【沖矢昴・安室透夢】 Madeira〜琥珀色の姫君〜
第4章 序の口
発信元を特定してみるが
これといった情報はない。
契約者はフィリピン国籍の20代男性。
東京都足立区に住んでいることになっているが
住民票を見る限り
5年前には日本を出国している。
恐らく名義だけ貸して使っているのは
別のやつ…ということだ。
発信場所はそよ香のマンションからほど近い公園。
そこで通信も途絶えているし
近くの川か海へ捨てたのだろう。
(バーボンが直接ターゲットに接触するのは
考えにくいか…
彼の得意技は内偵や情報収集だ。
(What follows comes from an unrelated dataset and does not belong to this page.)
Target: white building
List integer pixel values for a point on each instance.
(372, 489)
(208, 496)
)
冷めきったコーヒーを口につける。
(となると、そよ香に電話をしたのは
ジン…何を話したのか…
まぁ、そこは彼に任せるとしよう)
もう一度そよ香の出自を調べようと
沖矢はノートパソコンから
国の戸籍管理システムへアクセスした。
もちろん、正規の方法ではない。
「…ん?就籍させている…?」
目に見える部分の戸籍では
そよ香は静岡県東部で生まれたことになっているが、
日本のどこかで無戸籍者として生まれ
今の両親の戸籍に就籍した履歴が残っていた。